Awesome looking bread Mike, and maybe we can figure out why the bread attains a more sour taste as it ages.
I just got me a copy of Ed Wood's
Classic Sourdoughs and had to put it to immediate use. My first attempt from the book was Ed's recipe for
San Francisco Sourdough Bread. Now, I don't own any culture other than my own, so I used that and otherwise followed the recipe exactly.
Ed's technique involves building the ferment with 1/2 cup of culture, 1 cup of flour and 1/2 cup of water. This is allowed to ferment for 12 hours at room temp and then another cup of flour and 1/2 cup of water are added and the whole thing is then fermented for another 8 hours. Here's what it looked like after approximately 20 hours.
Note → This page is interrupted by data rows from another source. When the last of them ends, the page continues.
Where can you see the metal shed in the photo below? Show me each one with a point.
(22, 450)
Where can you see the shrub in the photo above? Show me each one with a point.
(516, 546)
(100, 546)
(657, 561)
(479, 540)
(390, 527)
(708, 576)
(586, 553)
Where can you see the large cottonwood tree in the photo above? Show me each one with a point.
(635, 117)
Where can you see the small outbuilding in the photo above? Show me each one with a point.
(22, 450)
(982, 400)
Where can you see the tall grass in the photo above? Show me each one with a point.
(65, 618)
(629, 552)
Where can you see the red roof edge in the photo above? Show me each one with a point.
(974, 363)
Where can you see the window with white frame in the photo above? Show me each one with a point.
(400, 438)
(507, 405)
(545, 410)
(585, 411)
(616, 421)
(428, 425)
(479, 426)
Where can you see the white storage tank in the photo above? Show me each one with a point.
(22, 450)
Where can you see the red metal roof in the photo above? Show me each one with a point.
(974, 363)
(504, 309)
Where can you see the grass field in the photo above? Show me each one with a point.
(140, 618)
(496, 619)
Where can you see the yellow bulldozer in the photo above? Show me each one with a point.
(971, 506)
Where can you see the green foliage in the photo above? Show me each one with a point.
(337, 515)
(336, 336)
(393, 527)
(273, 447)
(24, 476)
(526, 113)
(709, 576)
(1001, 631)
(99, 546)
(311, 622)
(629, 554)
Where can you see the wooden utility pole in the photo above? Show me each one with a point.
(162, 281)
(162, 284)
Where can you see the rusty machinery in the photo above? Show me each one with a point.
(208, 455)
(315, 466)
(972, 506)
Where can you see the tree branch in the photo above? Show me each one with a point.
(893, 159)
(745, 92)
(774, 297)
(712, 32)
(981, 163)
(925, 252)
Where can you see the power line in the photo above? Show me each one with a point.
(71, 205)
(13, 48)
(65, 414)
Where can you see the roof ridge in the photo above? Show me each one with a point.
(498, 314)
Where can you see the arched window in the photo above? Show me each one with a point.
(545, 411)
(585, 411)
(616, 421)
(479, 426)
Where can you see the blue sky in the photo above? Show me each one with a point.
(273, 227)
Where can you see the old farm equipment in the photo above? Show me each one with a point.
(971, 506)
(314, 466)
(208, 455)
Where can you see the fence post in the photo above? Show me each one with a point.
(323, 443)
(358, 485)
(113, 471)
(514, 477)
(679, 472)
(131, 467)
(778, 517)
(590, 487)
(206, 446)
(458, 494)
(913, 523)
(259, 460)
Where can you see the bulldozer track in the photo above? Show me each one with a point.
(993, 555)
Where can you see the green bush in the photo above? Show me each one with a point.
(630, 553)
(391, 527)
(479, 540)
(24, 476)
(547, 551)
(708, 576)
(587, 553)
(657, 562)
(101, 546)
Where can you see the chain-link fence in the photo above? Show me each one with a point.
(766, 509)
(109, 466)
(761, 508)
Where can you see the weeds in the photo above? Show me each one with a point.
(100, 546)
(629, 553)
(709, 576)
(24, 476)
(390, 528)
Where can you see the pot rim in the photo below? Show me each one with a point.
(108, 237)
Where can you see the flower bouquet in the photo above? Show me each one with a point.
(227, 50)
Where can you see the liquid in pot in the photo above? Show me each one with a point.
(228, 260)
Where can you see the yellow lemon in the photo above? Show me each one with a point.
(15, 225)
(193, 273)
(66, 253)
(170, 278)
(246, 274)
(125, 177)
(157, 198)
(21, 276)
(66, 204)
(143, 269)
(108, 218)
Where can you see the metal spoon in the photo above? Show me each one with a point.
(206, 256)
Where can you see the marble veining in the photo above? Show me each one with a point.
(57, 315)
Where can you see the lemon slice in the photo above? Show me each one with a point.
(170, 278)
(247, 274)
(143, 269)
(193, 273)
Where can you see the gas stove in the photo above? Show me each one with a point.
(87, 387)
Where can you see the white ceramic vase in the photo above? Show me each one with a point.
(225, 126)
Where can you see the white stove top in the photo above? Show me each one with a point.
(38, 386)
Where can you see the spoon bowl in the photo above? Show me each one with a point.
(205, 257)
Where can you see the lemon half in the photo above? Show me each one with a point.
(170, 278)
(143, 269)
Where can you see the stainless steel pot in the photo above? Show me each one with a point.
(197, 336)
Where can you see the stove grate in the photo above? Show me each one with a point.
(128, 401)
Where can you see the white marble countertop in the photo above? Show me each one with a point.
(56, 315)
At this point, the final dough is mixed, using the whole shebang, along with the rest of the flour, water and salt per the recipe. After sufficient kneading, the dough is formed into loaves, either free form or in pans, allowed to proof at room temp for another 3 to 4 hours until sufficiently risen (mine only took 2 1/2), and then baked off. No refrigerator retardation or any of that stuff.
Well, I have to say, I'm pleasantly surprised at the results. I doubled the recipe, made 2 pan loaves and got a great rise. The bread tastes great with a not-too-crusty crust, and I've been wanting to make loaf-bread for a while, for the ease of slicing and sandwich making. Ed also recommends the La Cloche, but for now, I'm happy with this result.